Sinopsis
La película, dirigida por Scott Derrickson y escrita por él junto con C. Robert Cargill, es la secuela de la una cinta de terror sobrenatural. La historia se sitúa en 1982, cuatro años después de los eventos de la primera película. Finney, aún atormentado por su pasado, intenta sobrellevar su dolor entre peleas y el consumo de marihuana. Su hermana Gwen, afectada por visiones y pesadillas sobre asesinatos en un campamento cristiano ligado a su madre, se ve arrastrada junto a él a ese lugar, donde ambos quedarán atrapados durante una tormenta que revelará oscuros secretos del pasado.
La película destaca por su cuidada atmósfera visual, usando filmaciones en 16 mm y 8 mm que le dan un estilo retro y onírico, diferenciando bien la realidad de las pesadillas. También profundiza en temas más emocionales y psicológicos, abordando el trauma, el duelo y los lazos familiares, con un desarrollo sólido del personaje de Gwen.
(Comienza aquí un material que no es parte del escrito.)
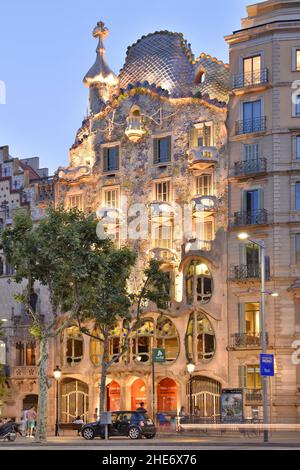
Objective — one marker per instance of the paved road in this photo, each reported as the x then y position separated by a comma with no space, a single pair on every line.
280,442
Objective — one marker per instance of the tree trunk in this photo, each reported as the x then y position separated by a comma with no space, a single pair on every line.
103,373
42,411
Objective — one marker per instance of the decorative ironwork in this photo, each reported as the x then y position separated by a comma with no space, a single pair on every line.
247,340
257,165
249,126
248,79
258,217
253,395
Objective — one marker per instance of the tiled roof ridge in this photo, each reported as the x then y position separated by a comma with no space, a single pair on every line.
204,55
186,49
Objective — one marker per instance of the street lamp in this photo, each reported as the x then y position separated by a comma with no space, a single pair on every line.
191,369
57,376
261,246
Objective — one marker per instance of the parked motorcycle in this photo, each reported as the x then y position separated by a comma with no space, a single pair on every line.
8,431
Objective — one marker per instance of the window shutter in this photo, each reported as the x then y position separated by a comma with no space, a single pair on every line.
169,148
242,318
105,159
242,376
117,163
193,137
155,150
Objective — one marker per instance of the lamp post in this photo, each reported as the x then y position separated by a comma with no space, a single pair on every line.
57,376
261,246
191,369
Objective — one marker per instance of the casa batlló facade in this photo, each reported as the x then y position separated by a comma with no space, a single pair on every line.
177,156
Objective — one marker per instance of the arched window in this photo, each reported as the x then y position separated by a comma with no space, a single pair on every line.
200,332
167,338
74,400
142,342
25,353
96,348
74,346
199,283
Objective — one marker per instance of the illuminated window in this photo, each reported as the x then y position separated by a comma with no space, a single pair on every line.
25,354
167,338
162,149
253,377
74,346
142,342
111,158
162,235
200,332
162,191
75,201
111,198
199,283
204,185
2,353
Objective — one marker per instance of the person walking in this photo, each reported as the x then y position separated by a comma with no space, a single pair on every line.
31,419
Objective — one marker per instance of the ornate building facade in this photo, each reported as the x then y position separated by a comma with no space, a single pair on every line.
178,155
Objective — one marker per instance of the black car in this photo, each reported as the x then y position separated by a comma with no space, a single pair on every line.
134,424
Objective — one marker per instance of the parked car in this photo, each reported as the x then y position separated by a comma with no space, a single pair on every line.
134,424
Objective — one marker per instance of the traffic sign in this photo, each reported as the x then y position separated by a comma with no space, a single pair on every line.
267,367
159,355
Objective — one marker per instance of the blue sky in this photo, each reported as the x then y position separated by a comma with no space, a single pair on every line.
46,47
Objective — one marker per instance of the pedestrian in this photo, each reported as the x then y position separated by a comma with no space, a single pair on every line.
142,408
23,423
31,418
79,421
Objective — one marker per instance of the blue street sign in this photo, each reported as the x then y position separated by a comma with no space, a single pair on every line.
267,368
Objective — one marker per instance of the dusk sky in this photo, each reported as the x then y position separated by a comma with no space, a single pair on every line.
47,47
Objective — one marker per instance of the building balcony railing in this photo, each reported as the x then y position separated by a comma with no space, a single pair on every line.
250,79
24,372
258,217
250,126
253,395
250,167
244,271
246,340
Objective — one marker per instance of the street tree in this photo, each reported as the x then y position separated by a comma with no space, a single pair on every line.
63,253
115,301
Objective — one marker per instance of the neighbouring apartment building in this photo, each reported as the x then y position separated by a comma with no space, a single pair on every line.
202,151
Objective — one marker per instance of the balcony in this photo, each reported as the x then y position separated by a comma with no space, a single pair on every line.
253,395
246,340
251,126
250,167
244,271
256,79
202,158
258,217
24,372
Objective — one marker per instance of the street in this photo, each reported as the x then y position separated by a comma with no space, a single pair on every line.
233,442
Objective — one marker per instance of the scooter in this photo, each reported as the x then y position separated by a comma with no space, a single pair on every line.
8,431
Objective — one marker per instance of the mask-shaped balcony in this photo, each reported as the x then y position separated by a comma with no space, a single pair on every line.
202,158
204,206
135,129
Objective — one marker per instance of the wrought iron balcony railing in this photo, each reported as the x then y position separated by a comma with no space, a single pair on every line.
253,395
248,79
247,340
244,271
249,126
257,165
258,217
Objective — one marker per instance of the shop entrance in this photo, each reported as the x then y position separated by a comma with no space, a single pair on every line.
113,396
167,396
138,394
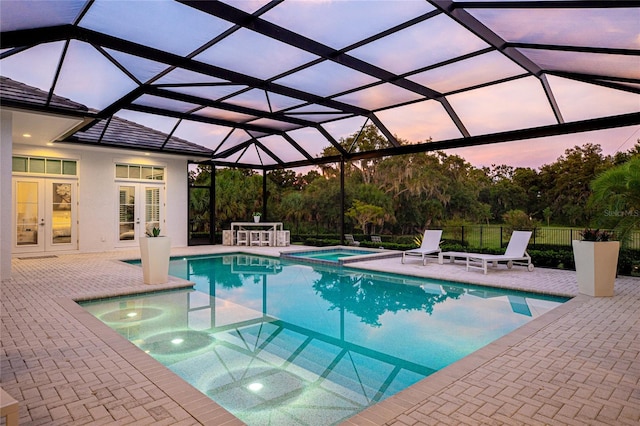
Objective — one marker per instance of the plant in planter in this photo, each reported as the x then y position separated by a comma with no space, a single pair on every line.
596,258
155,252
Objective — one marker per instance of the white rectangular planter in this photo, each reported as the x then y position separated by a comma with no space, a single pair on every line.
155,253
596,266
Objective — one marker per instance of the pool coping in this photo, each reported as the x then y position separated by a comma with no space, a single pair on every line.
207,411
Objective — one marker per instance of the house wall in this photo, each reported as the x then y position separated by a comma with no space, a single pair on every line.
5,189
98,196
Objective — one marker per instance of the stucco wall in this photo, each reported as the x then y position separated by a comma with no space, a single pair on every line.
98,196
5,194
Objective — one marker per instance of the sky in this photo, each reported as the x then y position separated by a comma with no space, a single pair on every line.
89,75
535,153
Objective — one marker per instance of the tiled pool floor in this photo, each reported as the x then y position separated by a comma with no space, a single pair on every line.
579,364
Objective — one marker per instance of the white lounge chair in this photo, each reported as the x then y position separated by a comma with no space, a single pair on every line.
516,254
350,240
430,245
Las actuaciones son otro punto fuerte: Mason Thames transmite la angustia de su personaje, Madeleine McGraw brilla en las escenas más intensas, y Ethan Hawke regresa con una presencia aterradora. Además, combina con acierto el terror clásico de los 80 con elementos modernos centrados en el trauma.
Entre los puntos débiles, la historia depende mucho de haber visto la primera entrega, repite algunos clichés narrativos y presenta un ritmo irregular por momentos.
Veredicto: una secuela sólida que no supera al original, pero ofrece buena atmósfera, actuaciones convincentes y una exploración más madura del horror emocional. Ideal para quienes disfrutaron la primera película y buscan un terror con profundidad.